Ever since Kathy Kam announced on her weblog that a new type named TimeZone2 will be introduced into the Orcas release of .NET, the community has been in an uproar, claiming the new name is horrible and that we're going back to the days of Win32 and COM with types like TimeZone3 and DateTimeEx not far down the line.
- Deprecate the current TimeZone using ObsoleteAttribute and use the same type for the new functionality, but this, according to Krzysztof, will simply not happen.
- Use a new namespace, but this will cause confusion, since the type name would have to be fully qualified.
- Find a better name, yet no one has been able to come up with one that would satisfy the team.
- Call it TimeZone2.
Unfortunately, they decided on the last option, backed by an invocation of a Design Guideline (And none other than one of the very few guidelines I wholeheartedly disagree with).
I, personally, am with the Break Camp: Simply take the old functionality and deprecate it or just remove it altogether. The Orcas framework is to be released at version 3.* (a change of the major version since the last release), which means to users that breaking changes are acceptable and even expected. I have never heard known of a single serious software developer that has taken for granted that their applications will simply work when moving from .NET 1.0 to .NET 2.0 and I don't think I'll ever hear of one blindly moving to .NET 3.0.
Want to make it easier on your customers? Create an automatic tool (maybe as part of Visual Studio Orcas) that translates current behaviour to 3.0 behaviour.

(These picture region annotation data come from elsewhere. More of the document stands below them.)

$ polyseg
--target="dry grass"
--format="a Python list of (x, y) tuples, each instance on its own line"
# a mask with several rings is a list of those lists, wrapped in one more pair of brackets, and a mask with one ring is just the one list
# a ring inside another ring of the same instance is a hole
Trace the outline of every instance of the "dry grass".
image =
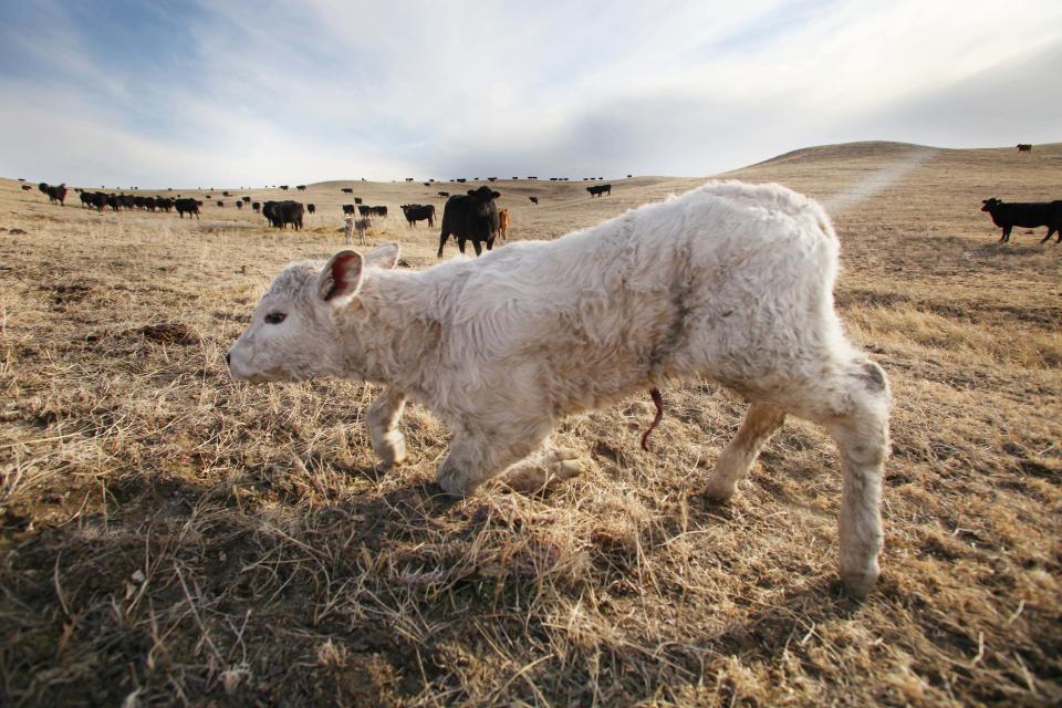
[[(665, 392), (652, 454), (639, 397), (565, 424), (583, 478), (452, 502), (424, 409), (403, 423), (412, 462), (384, 475), (371, 386), (230, 381), (269, 278), (341, 244), (340, 185), (309, 190), (324, 215), (294, 235), (0, 181), (0, 701), (1058, 704), (1062, 247), (996, 244), (978, 207), (1059, 198), (1060, 167), (1062, 146), (864, 144), (737, 173), (870, 195), (835, 217), (837, 301), (896, 399), (884, 575), (862, 604), (835, 581), (821, 430), (788, 424), (731, 503), (698, 494), (743, 410), (715, 385)], [(498, 188), (525, 238), (698, 181)], [(352, 186), (392, 209), (454, 187)], [(393, 217), (371, 232), (389, 239), (434, 261), (431, 231)]]

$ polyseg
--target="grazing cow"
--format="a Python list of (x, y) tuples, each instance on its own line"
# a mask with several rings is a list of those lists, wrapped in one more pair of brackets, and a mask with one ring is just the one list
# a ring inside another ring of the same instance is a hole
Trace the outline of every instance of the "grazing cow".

Invoking the Red-Bits-In-Place-Service-Pack excuse is moot here, since it was the wrong call to make in the first place. Backwards compatability is not the Holy Grail.
This is the very first step on the road to making the .NET Framework an unusable patch-work. Just imagine a developer new to .NET which starts with version 3.0 and sees TimeZone and TimeZone2.
The CLR Team's posts about this in chronological order:
Orcas September CTP available… Hello "System.TimeZone2"!
System.TimeZone2 Starter Guide [Kathy Kam]
Designing System.TimeZone2 – Part 1 (API naming and new class or not)
Designing System.TimeZone2 – Part 2 (Dynamic Time Zone support)
System.TimeZone2 Naming … and related design guidelines
Naming Guideline Discussion
When there is no good name…
[Update: The team went back to the whiteboard and renamed it TimeZoneInfo.]